Damit die Perspektive gleich klar ist, gibt Noll ihren amüsierten Zuhörern die „Bedienungsanleitung“ mit auf den Weg: „Lore spricht zu ihnen, aber ich bin’s nicht“. Da taucht also ein alter Verehrer von Anneliese aus Tanzstundenzeiten auf – der offenbar recht smarte Ewald. Und schon feiern erwartungsgemäß allerhand Eifersüchteleien und Eingeschnapptheiten zwischen den Damen fröhliche Urständ. Das kann die Noll, solche menschelnden Raunereien in knapper, präziser Sprache herausschmunzeln, dass es eine Freude ist. Und – war da was, beim Ableben des Gatten der Anneliese, Jahre vorher? Zu dessen Lebzeiten die beiden Damen sich schon ihr späteres gemeinsames Leben ausgemalt hatten: „Burkhard erwies sich trotz seines kränklichen Zustands als überraschend zäh“. Da ist es wieder ganz kurz, dieses angedeutete „vielleicht sind wir ja alle kleine, grausame Mörderlein, aber ich verrate nix“.

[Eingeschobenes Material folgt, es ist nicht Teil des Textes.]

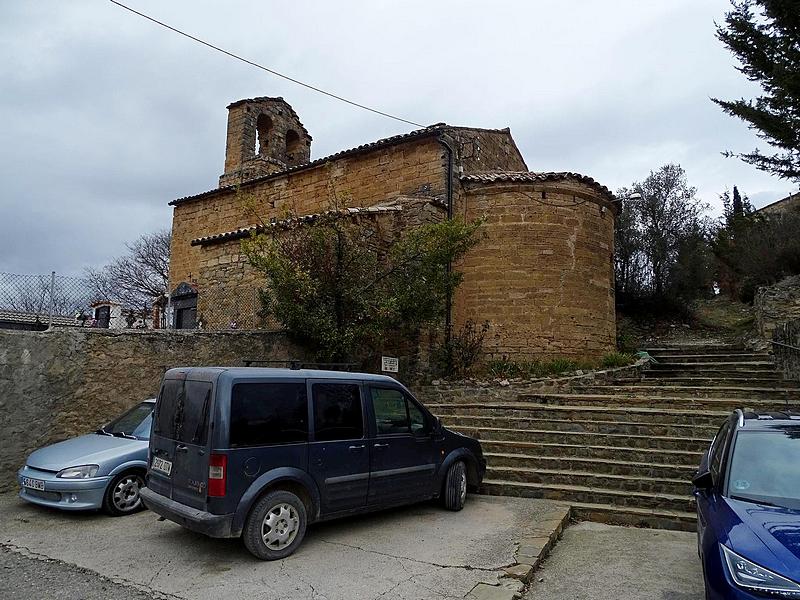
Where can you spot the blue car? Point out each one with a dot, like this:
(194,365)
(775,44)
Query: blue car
(103,470)
(262,453)
(748,508)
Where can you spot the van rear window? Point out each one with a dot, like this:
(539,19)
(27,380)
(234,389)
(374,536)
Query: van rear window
(265,414)
(182,411)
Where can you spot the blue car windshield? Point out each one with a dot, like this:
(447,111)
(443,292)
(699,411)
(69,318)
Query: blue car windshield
(134,423)
(765,467)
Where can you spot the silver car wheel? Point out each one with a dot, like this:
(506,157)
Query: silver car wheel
(126,493)
(280,526)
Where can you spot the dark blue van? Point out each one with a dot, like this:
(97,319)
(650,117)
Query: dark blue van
(260,453)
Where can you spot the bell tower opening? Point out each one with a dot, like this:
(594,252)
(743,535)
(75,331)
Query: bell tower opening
(265,136)
(263,130)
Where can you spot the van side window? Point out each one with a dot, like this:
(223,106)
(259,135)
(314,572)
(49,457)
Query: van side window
(395,413)
(337,412)
(265,414)
(718,449)
(183,409)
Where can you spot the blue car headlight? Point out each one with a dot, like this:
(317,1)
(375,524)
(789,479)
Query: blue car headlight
(751,576)
(80,472)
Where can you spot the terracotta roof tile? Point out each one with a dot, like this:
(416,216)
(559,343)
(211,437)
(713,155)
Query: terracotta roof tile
(533,177)
(244,232)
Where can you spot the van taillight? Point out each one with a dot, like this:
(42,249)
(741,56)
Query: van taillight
(217,476)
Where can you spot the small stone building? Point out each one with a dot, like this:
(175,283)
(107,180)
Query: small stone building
(542,276)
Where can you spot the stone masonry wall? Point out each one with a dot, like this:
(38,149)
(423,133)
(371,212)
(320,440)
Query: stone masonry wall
(228,286)
(416,168)
(57,384)
(776,304)
(543,276)
(787,351)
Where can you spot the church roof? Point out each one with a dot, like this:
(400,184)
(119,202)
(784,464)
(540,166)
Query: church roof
(533,177)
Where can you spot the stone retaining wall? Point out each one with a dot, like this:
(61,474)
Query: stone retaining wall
(508,390)
(61,383)
(776,304)
(788,358)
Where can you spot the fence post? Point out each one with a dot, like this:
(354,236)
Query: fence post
(52,299)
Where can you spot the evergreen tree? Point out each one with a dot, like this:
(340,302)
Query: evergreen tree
(765,36)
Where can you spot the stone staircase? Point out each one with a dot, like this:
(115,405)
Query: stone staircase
(621,453)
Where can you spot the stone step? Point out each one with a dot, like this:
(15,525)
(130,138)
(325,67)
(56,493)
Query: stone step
(667,389)
(654,401)
(620,414)
(688,444)
(589,495)
(695,349)
(686,458)
(635,517)
(595,425)
(704,358)
(647,485)
(711,373)
(592,465)
(767,380)
(755,365)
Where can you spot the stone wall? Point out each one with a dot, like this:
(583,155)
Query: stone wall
(61,383)
(543,276)
(787,348)
(775,305)
(416,168)
(500,391)
(227,286)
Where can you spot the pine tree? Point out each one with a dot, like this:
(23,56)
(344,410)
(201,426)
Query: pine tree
(765,36)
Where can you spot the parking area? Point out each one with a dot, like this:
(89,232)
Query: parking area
(416,552)
(601,562)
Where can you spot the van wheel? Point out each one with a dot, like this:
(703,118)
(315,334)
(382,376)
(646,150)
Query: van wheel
(275,526)
(455,486)
(122,494)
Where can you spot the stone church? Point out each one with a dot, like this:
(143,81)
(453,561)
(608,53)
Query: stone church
(542,276)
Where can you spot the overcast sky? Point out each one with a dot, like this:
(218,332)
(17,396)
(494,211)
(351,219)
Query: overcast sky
(105,117)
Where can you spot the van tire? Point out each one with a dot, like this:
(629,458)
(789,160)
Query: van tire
(289,514)
(455,486)
(126,499)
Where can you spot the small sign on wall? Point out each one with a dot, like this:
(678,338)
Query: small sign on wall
(390,364)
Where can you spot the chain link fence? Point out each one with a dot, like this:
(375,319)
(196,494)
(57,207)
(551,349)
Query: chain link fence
(36,302)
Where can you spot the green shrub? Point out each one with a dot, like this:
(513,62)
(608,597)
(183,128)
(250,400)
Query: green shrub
(617,359)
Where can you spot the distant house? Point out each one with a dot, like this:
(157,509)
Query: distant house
(790,203)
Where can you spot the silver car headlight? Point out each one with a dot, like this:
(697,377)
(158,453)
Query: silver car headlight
(80,472)
(751,576)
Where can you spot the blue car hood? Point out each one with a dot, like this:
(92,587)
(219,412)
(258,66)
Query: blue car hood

„Action“ gibt es nur einmal wirklich, als die Ex-Geliebte des smarten Ewald eingeführt wird – und da wechselt die sonst so bodenständige Ingrid Noll gleich ins absurde Fach. Diese Ex-Geliebte ist eine quirlige Brasilianerin, die die „alten Schachteln“ gar zum Kiffen bringt, und die nach inhalierter Engelstrompete gar Flügel bekommt und von der Brüstung der Heidelberger Alten Brücke entschwebt. Vorher werden die Damen noch von Jungvolk beschimpft: „Drei olle Schabracken, voll bis obenhin“. Sorgfältig habe sie das mangels einschlägiger Drogenerfahrung recherchieren müssen, eröffnet die Autorin ihrem Publikum anschließend, und gibt den guten Rat: „Rauchen Sie keine Engelstrompete, sparen Sie nicht an der falschen Stelle“. Die anschließende angekündigte Fragerunde beschränkt sich auf ein einziges Thema: Was kommt als nächstes? „Kuckuckskind“ wird es heißen, im Juni erscheinen, es werde von „Schuld“ handeln. Mehr will sie nicht verraten. „Backstage“ hat sie vor der Lesung immerhin noch verraten „es geht auch darum, dass man mit der Zunge mehr anrichten kann, als mit einer Waffe“. Schon wieder kein Mord, am Ende gar?